Which lands were mostly suburbs now, and mostly in the hands of others.

With what little remained of the family fortune, Alice and Edgar settled down in a lopsided stone house on the western edge of Baltimore. The house had once been part of the slave quarters of the Saint James plantation. And there Alice and Edgar produced their truly final production: a child they called Elvira. After that, they turned all their considerable creative energy to drink. They drank whole vats of gin and lay abed for days at a time, while the last of the Saint James monies evaporated into thin air.

Somehow Elvira Vale managed to grow up. She toddled off to the public school, not feeling very different from her friends, some of whose blue-collar parents were as drunk as her own. She did not pay much attention to her mother’s incoherent tales of the previous eight generations. All she knew was this: she would flee the gray suburbs of Baltimore as soon as she could; and no matter what, she would never marry. Elvira Vale, growing up as she did tough and lower-middle-class, was not really aware of the three things rooted in her blood.

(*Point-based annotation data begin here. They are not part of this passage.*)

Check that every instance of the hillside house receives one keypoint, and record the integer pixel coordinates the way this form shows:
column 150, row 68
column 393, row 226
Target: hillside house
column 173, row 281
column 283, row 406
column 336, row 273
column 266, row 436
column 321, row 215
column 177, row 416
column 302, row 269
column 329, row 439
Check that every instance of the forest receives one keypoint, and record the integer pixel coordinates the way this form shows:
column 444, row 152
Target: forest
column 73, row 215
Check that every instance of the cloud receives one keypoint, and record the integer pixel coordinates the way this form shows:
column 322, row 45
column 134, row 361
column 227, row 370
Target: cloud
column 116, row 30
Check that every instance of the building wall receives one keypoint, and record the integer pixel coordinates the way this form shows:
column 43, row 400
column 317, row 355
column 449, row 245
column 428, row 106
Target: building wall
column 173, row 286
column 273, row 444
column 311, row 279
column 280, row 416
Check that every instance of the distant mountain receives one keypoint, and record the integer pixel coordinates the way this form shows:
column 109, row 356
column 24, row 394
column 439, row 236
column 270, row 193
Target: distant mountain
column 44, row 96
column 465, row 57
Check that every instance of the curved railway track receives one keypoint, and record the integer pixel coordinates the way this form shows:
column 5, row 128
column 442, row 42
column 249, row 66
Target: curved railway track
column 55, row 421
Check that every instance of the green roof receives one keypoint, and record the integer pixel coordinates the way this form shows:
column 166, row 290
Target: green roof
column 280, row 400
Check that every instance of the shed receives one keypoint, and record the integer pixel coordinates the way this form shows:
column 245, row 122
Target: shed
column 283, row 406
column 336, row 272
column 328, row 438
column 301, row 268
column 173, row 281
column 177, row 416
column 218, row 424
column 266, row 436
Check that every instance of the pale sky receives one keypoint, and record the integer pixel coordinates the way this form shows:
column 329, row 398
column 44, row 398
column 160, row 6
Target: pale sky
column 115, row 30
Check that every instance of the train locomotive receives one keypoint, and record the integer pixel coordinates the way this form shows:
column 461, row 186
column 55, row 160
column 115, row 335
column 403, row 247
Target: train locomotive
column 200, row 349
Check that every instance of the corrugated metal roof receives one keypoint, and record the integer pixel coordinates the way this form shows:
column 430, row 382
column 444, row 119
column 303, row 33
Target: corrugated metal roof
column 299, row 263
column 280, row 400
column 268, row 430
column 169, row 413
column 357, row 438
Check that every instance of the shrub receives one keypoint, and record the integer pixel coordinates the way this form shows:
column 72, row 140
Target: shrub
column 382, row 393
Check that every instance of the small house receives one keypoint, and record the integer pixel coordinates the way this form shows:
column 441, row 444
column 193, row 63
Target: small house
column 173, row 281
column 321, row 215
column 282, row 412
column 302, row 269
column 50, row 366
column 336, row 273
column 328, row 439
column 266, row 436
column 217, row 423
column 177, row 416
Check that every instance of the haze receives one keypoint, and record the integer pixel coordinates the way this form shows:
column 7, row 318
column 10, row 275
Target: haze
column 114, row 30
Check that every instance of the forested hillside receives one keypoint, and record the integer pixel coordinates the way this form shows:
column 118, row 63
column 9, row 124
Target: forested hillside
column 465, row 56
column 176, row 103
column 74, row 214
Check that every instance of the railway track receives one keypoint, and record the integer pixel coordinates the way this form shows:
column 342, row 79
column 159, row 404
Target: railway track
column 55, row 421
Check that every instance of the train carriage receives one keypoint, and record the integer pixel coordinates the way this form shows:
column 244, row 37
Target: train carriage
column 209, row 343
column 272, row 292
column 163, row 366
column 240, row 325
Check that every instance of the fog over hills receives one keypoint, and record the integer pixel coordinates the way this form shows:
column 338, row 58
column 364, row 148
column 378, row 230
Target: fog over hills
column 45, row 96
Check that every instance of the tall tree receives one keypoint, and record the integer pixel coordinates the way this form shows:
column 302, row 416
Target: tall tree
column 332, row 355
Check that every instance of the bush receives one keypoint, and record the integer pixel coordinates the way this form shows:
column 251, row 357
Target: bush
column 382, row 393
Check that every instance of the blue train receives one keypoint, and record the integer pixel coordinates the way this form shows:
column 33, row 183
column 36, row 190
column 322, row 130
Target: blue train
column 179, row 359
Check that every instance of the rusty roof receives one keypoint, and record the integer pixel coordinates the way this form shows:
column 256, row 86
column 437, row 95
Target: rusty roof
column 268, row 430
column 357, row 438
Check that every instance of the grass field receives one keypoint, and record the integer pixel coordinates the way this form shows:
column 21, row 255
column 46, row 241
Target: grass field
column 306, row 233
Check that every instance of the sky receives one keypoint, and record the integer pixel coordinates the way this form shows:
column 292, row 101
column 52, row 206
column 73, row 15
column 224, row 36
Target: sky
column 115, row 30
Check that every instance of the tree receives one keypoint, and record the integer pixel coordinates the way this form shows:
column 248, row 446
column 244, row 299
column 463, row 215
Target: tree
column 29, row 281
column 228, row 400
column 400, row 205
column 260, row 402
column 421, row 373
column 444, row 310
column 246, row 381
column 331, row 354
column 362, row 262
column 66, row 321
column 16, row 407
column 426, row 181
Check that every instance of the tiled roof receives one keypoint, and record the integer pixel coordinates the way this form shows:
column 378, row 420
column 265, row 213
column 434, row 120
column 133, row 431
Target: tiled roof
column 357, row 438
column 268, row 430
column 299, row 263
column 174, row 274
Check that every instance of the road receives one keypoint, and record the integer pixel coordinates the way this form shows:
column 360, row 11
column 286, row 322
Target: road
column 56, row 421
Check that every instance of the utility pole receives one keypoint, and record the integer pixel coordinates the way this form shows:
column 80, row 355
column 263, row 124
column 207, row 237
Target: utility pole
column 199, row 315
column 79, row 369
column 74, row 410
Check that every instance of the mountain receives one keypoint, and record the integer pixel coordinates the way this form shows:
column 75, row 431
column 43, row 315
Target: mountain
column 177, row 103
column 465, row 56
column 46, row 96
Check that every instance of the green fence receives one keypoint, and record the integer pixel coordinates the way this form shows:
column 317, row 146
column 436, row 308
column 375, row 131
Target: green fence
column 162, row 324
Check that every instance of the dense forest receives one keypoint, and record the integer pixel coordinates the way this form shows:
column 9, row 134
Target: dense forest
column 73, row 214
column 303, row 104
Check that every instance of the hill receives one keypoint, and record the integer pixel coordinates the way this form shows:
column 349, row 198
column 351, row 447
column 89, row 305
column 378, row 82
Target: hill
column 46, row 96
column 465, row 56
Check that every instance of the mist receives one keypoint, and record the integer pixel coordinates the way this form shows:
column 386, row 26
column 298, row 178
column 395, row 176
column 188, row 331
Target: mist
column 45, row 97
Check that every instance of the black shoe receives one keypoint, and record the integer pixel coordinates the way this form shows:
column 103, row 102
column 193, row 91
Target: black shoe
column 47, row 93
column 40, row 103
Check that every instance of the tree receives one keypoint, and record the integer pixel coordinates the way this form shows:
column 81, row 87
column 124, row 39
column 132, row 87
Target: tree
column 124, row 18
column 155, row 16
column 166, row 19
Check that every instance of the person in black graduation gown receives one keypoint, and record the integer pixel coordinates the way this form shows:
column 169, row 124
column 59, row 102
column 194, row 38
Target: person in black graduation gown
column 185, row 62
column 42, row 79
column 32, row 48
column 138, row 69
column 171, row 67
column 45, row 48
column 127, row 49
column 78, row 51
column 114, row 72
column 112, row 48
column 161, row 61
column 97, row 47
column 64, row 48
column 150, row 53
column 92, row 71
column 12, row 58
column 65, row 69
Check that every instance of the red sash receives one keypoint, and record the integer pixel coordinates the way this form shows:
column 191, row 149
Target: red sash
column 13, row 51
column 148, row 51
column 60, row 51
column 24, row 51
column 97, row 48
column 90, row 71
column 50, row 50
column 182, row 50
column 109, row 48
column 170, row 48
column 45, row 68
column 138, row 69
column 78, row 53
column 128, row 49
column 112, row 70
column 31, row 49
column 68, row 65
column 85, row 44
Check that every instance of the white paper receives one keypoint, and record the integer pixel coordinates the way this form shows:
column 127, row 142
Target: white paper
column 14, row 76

First was the desire to flee Maryland, which her people had been doing for generations. Second was the love of the theater, which had funded all those ballets and wrong-headed plays. Third and most significant was the love of intoxication. The Saint James family had been drinking for three hundred years.

Yet the day that Elvira left Baltimore and went to New York, she was eighteen years old and was sure she had no past at all. As if life were out to prove this point, Alice and Edgar had died within six months of each other. Liver complications. As soon as Elvira had buried them, there seemed no reason to finish high school. She had a friend who’d gone to Manhattan to be an actress/model, which meant Elvira not only had a place to stay but an in in the business as well.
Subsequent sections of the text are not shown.